29. La censura sollevata da Poste Italiane spa, quanto alla decorrenza di interessi e rivalutazione sull’indennizzo di cui alla L. n. 183 del 2010, art. 32 risulta quindi fondata e, nei limiti di essa, deve trovare accoglimento il settimo motivo di ricorso.

30. In conclusione, respinti i primi sei motivi di ricorso integralmente e parzialmente il settimo, la sentenza d’appello deve essere cassata nei limiti dell’accoglimento del settimo motivo. Non essendo necessari ulteriori accertamenti di fatto, ai sensi dell’art. 384 c.p.c., comma 2, la causa può essere decisa nel merito dichiarando che la rivalutazione monetaria e gli interessi legali sono dovuti dal datore di lavoro, sull’indennità liquidata ai sensi della L. n. 183 del 2010, art. 32, comma 5, a far data dalla sentenza dichiarativa della nullità del termine coincidente, nel caso in esame, con la pronuncia di primo grado.

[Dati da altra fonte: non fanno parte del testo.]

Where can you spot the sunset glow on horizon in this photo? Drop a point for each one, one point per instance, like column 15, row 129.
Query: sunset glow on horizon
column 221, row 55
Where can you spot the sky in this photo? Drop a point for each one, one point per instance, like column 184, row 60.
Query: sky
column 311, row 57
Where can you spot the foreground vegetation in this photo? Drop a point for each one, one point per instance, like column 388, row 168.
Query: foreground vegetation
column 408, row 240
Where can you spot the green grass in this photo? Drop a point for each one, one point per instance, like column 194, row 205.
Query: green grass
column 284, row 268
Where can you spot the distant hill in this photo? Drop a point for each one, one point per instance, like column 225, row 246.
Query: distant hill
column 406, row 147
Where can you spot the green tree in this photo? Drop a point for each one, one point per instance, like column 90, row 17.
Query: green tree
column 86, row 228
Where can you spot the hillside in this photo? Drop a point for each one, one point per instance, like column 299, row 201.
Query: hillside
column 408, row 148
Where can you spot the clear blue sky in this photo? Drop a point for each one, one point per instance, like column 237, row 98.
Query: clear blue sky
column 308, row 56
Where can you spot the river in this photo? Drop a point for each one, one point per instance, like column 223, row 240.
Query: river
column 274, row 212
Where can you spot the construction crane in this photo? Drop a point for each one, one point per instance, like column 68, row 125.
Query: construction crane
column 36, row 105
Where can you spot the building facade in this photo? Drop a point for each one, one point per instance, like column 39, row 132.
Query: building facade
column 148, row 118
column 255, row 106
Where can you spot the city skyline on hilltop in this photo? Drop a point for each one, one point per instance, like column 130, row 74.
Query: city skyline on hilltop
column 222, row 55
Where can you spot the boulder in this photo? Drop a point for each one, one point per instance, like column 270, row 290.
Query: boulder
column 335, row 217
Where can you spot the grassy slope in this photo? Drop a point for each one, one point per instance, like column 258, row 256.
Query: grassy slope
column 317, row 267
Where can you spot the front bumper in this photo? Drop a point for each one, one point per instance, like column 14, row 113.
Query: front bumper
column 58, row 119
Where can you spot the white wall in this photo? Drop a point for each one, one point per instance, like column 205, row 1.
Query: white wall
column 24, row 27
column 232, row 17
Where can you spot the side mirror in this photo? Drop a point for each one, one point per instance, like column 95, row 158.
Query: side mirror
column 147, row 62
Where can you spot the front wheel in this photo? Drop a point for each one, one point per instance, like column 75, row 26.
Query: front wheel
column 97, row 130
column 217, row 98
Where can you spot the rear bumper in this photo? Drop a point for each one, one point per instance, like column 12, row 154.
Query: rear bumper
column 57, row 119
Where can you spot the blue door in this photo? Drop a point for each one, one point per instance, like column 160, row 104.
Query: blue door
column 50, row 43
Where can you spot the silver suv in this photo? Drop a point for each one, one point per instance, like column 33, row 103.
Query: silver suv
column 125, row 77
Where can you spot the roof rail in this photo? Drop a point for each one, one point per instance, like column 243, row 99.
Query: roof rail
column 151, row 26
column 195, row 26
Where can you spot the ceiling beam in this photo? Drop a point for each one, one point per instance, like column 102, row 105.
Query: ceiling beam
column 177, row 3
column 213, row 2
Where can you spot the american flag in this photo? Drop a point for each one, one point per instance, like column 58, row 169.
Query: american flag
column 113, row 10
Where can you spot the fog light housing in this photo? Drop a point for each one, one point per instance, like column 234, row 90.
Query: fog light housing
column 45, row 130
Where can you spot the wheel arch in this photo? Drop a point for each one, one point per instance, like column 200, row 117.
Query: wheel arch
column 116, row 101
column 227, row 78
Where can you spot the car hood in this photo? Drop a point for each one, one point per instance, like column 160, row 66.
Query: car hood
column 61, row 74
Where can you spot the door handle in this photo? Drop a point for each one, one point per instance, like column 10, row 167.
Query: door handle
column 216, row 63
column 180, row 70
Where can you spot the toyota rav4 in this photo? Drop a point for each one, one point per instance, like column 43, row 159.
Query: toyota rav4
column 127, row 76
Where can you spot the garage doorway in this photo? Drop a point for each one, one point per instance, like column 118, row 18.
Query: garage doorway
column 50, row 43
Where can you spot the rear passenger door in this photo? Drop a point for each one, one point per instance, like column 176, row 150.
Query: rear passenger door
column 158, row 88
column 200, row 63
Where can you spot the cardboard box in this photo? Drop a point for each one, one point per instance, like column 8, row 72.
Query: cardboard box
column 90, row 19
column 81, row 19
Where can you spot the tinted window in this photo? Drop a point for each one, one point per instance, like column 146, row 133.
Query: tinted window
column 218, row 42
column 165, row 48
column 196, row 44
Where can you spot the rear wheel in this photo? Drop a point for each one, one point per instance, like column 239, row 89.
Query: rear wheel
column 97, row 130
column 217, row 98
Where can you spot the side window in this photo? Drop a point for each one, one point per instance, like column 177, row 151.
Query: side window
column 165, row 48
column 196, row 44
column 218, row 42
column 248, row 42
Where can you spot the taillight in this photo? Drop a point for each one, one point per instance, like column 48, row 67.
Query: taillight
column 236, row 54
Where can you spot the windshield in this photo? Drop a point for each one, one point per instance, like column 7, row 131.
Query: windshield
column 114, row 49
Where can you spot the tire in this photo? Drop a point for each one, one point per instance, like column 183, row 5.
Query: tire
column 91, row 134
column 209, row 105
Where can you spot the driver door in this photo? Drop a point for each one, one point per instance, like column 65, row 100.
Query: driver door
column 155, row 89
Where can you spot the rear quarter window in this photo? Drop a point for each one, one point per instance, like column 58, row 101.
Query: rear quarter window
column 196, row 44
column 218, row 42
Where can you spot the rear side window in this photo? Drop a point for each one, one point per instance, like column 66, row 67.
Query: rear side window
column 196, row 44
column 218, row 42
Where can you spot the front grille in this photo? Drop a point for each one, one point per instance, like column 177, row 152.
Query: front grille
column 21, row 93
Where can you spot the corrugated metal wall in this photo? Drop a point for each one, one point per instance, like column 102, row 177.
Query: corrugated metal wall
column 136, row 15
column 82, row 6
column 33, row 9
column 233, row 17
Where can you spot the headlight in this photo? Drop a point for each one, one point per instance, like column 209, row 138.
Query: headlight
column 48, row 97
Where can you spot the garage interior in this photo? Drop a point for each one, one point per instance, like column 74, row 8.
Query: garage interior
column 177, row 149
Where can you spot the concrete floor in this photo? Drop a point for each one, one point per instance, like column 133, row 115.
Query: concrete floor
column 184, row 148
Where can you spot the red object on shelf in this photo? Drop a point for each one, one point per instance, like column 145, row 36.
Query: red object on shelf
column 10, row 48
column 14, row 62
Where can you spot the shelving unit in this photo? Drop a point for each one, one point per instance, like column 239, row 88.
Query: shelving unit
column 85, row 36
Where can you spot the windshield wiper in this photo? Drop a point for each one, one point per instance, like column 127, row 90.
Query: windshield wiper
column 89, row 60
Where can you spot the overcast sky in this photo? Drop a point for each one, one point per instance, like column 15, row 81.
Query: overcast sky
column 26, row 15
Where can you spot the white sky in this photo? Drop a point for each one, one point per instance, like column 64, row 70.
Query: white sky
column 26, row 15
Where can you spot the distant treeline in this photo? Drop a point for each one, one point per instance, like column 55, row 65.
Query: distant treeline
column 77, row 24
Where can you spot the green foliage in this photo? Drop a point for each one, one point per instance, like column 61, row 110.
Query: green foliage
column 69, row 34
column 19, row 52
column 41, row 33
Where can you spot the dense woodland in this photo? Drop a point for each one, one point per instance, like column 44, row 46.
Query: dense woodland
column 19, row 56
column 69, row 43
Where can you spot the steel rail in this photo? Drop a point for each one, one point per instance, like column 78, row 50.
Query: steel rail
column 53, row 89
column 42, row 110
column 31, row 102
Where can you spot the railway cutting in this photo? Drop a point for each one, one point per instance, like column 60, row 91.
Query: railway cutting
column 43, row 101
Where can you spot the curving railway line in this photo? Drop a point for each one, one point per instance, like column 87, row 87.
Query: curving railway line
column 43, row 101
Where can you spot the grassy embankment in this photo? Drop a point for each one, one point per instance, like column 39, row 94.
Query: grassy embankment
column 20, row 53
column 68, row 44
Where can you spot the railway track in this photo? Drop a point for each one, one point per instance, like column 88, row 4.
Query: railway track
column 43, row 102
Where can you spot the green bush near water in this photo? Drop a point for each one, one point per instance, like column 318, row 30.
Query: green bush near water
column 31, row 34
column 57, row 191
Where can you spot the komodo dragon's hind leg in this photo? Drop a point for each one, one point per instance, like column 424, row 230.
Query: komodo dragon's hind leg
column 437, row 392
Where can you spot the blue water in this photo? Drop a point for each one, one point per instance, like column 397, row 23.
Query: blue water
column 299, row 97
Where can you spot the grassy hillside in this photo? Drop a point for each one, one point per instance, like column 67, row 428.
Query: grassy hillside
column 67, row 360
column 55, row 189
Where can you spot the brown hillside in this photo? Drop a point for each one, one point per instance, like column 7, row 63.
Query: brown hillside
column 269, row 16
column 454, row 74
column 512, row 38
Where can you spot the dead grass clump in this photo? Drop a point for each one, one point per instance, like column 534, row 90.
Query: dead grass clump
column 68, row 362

31. Il limitato parziale accoglimento del ricorso induce a compensare tra le parti le spese del presente giudizio di legittimità ed a tener ferma la statuizione sulle spese adottata dalla Corte di appello.

P.Q.M.

La Corte accoglie il settimo motivo di ricorso nei limiti di cui in motivazione, respinti i residui motivi, cassa la sentenza impugnata in relazione alla censura accolta e, decidendo nel merito, dichiara dovuti interessi legali e rivalutazione monetaria sull’indennità liquidata L. n. 183 del 2010, ex art. 32 dalla data della sentenza di primo grado.

Conferma le statuizioni sulle spese dei gradi di merito. Compensa le spese del giudizio di legittimità.

Così deciso in Roma, il 16 novembre 2017.